Common HRSA Compliance Questions

Though the development of the new HRSA Compliance Manual and Site Visit Protocol has removed a great deal of subjectivity from the Operational Site Visit process, there still exist some areas that are consistently confusing for health centers. Over the next few blog posts, our team will highlight some of these areas and give our opinions about how best to navigate these common issues. This week, we will highlight a common question involving referral tracking policies and referral arrangements. When reviewing the various health center compliance documents, the astute observer will note that there is a slight difference between the Site Visit Protocol and the HRSA Compliance Manual in regards to requirements surrounding referral tracking policies. The HRSA Compliance Manual states, “Formal Written Referral Arrangement: If access to a required or additional service is provided and billed for by a third party with which the health center has a formal referral arrangement, this service is accurately recorded in Column III on Form 5A: Services Provided, reflecting that the health center is responsible for the act of referral for health center patients and any follow-up care for these patients provided by the health center subsequent to the referral. In addition, the health center ensures that such formal referral arrangements for services, at a minimum, address:

  • The manner by which referrals will be made and managed; and

  • The process for tracking and referring patients back to the health center for appropriate follow-up care (for example, exchange of patient record information, receipt of lab results).” (Compliance Manual, Chapter 4: Required and Additional Services, Demonstrating Compliance b.)

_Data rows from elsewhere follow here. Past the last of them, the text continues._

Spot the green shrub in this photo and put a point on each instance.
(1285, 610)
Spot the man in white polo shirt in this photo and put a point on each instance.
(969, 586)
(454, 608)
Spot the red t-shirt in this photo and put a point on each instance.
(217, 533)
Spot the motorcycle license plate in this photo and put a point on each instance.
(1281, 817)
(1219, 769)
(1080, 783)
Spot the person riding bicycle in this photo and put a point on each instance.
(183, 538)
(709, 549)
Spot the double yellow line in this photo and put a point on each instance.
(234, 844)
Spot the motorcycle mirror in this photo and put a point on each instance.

The Site Visit Protocol asks, “Does the health center have a process for making, tracking, and managing referrals for these services with the referral provider(s) (e.g., process for tracking whether patient presented at the referral provider or the outcomes of the referral visit)?” (Chapter 4: Required and Additional Services, Element a., Question 3)

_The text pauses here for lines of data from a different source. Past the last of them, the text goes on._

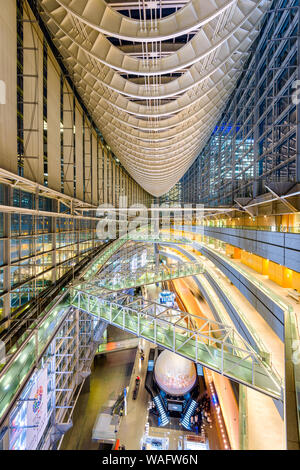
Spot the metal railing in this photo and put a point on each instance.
(149, 274)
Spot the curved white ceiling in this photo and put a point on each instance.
(154, 87)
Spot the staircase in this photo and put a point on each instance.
(161, 409)
(186, 421)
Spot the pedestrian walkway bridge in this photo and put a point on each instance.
(210, 343)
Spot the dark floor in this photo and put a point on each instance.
(111, 374)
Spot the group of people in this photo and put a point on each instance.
(201, 417)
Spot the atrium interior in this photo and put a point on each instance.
(149, 225)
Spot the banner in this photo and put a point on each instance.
(37, 416)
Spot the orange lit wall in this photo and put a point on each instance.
(255, 262)
(283, 276)
(280, 274)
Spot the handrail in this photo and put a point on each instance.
(211, 345)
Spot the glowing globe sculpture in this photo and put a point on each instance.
(174, 374)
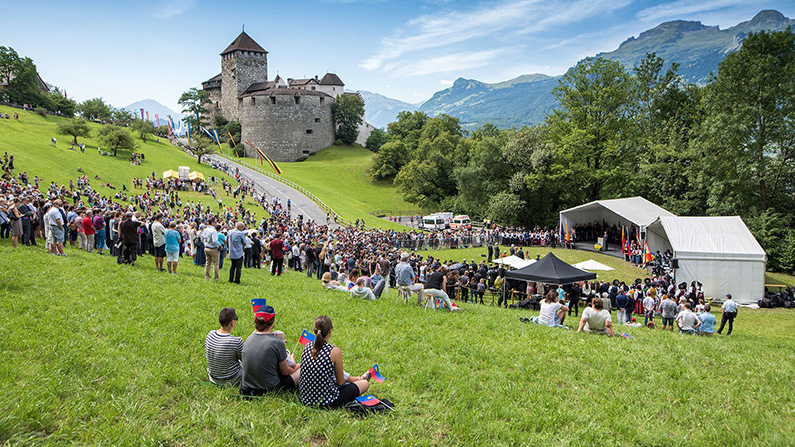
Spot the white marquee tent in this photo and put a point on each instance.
(719, 252)
(627, 211)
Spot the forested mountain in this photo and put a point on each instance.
(527, 99)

The HRSA Compliance Manual states that the manner by which referrals will be made and managed should be addressed in the formal referral arrangements, yet the Site Visit Protocol simply asks if the health center has a process for making, managing, and tracking referrals. Health centers almost always have referral processes (meeting the SVP standard) but rarely have the process for tracking referrals within the contracts (to meet the Compliance Manual standard).

Though the two documents are not aligned, we recommend the more conservative approach of having both a policy for tracking referrals and referencing the process within the written referral arrangement. Stay-tuned for more common compliance pitfalls!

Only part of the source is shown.